Fundada em 1996, a Evergrande tem projetos de construção em 280 cidades da China, além de negócios com veículos elétricos e até clubes de futebol. O crescimento rápido da empresa foi bancado com elevadas captações de recursos junto a grandes grupos internacionais, como Allianz, Ashmore e Blackrock, o que a levou a companhia a acumular uma dívida estimada em US$ 300 bilhões. Recentemente, o grupo alertou o mercado sobre problemas de fluxo de caixa, dizendo que poderia entrar em default se não conseguisse levantar dinheiro rapidamente. Diante desse cenário, os mercados reagiram negativamente. O índice Dow Jones, da Bolsa de Nova York, fechou o dia com queda de 1,79% e a bolsa de tecnologia Nasdaq recuou 2,17%.

A bolsa de valores brasileira (B3) teve forte impacto, de acordo com especialistas, pelo fato de cerca de 30% da composição do Ibovespa ser de empresas exportadoras, e outra parte significativa, de bancos. Com o abalo, vários analistas relacionaram o caso da Evergrande ao abalo provocado no mercado mundial pela quebra do banco de investimentos norte-americano Lehmann Brothers, em 2008. O tamanho da crise, no entanto, vai depender de uma decisão do governo chinês: se está ou não disposto a resgatar a empresa.

Situação crítica

De acordo com Eduardo Velho, economista-chefe do JF Truts, a situação é efetivamente crítica e não se pode descartar o risco de calote e de as autoridades chinesas virarem as costas para o problema. “Em abril de 2020, o governo da China começou uma regulamentação de preços e proibiu que empresas operassem extremamente alavancadas — o limite máximo foi estabelecido em uma vez o patrimônio líquido. O Evergrande já tinha feito alta captação, teve que se adequar. Reduziu preços e comprometeu sua capacidade de honrar os bancos. O dilema é se o governo vai mesmo recuar na aplicação de suas próprias leis fiscais”, acentuou Velho.

Além dos ventos contrários vindos da China, lembrou o economista, o mercado convive com as dúvidas se os Estados Unidos vão retirar rapidamente os estímulos fiscais que mantêm a liquidez da economia norte-americana. Internamente, a incerteza vem da dificuldade que o governo brasileiro encontra para equilibrar as contas, e para fazer avançar as reformas administrativa e tributária e a PEC dos Precatórios.
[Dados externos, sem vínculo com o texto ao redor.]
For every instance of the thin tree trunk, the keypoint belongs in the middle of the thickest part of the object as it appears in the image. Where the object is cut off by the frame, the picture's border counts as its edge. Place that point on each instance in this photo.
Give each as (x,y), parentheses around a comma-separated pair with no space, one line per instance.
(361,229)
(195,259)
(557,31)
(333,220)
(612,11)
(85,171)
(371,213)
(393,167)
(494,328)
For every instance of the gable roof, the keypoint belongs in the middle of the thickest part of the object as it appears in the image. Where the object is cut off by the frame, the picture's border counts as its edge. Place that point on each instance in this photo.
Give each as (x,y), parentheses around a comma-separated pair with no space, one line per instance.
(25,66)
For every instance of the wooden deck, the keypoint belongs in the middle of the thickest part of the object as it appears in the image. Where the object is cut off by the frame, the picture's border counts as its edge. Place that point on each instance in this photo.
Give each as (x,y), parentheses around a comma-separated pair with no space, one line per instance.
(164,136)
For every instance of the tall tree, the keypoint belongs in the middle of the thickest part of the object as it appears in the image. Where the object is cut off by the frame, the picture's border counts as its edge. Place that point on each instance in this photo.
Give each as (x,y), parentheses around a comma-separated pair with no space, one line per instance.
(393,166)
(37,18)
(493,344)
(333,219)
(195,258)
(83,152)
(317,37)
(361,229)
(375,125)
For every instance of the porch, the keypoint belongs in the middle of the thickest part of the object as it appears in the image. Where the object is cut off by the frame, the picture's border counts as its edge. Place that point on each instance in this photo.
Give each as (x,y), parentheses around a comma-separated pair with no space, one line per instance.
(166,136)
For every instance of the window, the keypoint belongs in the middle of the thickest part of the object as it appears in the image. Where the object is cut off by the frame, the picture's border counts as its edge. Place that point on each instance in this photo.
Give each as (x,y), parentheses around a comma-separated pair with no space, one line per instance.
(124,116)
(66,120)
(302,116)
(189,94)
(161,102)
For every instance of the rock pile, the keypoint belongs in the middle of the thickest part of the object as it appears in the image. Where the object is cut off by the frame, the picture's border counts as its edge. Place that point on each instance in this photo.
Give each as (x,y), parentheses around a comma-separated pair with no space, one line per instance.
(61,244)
Alex Agostini, economista-chefe da classificadora de risco Austin Rating, apontou para a possibilidade de reação em cadeia. O passivo de US$ 300 bilhões da Evergrande, disse, mexe com todo mercado de títulos do mercado chinês, maior financiador da dívida norte-americana, que afeta o mundo. “No Brasil, não foi diferente. Uma das principais quedas foi na Vale (as ações encerraram o pregão em queda de 3,19%). O minério de ferro exportado para a China representa quase 10% de nossa pauta, por isso, é relevante tudo que acontece por lá”, disse.

Para Agostini, a expectativa é de que a Evergrande tenha a ajuda do governo chinês. Segundo ele, não é possível enxergar o atual momento com as lentes da crise das subprimes, de 2008. “Essa foi nos EUA, com o mercado totalmente alavancado nas hipotecas. Agora, não é uma crise no sistema imobiliário chinês. É de uma empresa que tem raízes no setor, mas com investimentos em diversos outros, que está com insuficiência de caixa”, observou.

Iceberg

“No Brasil, se, por um lado, cai o preço do minério de ferro, por outro, o real se desvaloriza. Assim, a inflação começa a ceder nos índices de preços no atacado. Uma coisa vai acabar compensando a outra”, disse Agostini. Pedro Serra, gerente de Research da Ativa Investimentos, reforçou que não resta dúvida de que a expectativa sobre o comportamento do governo chinês foi o que alucinou os investidores. “Isso pode ser a ponta do iceberg. Um problema na Evergrande tem um efeito direto na demanda por aço. A especulação gera volatilidade. E já temos tradicionalmente a aversão ao risco quando se trata de mercados emergentes. Assim, o Brasil tende a sofrer mais com isso”. No entanto, analisando mais profundamente a situação, Serra sinaliza que “o momento é de cautela, e não de desespero”.

O economista Cesar Bergo, sócio-investidor da Corretora OpenInvest, enfatizou que o mercado espera que o governo chinês conduza a questão de maneira a produzir impacto menores, tais como transferindo obras inacabadas para outras construtoras e intermediando as negociações entre clientes, fornecedores e prestadores de serviço. “Embora algum respingo seja observado nas empresas que dependem em maior grau da economia chinesa, os impactos no mercado brasileiro não serão tão fortes. Parece que não está previsto o vencimento vultoso da dívida antes de 2022. Isso dará um fôlego maior para as negociações”, apontou.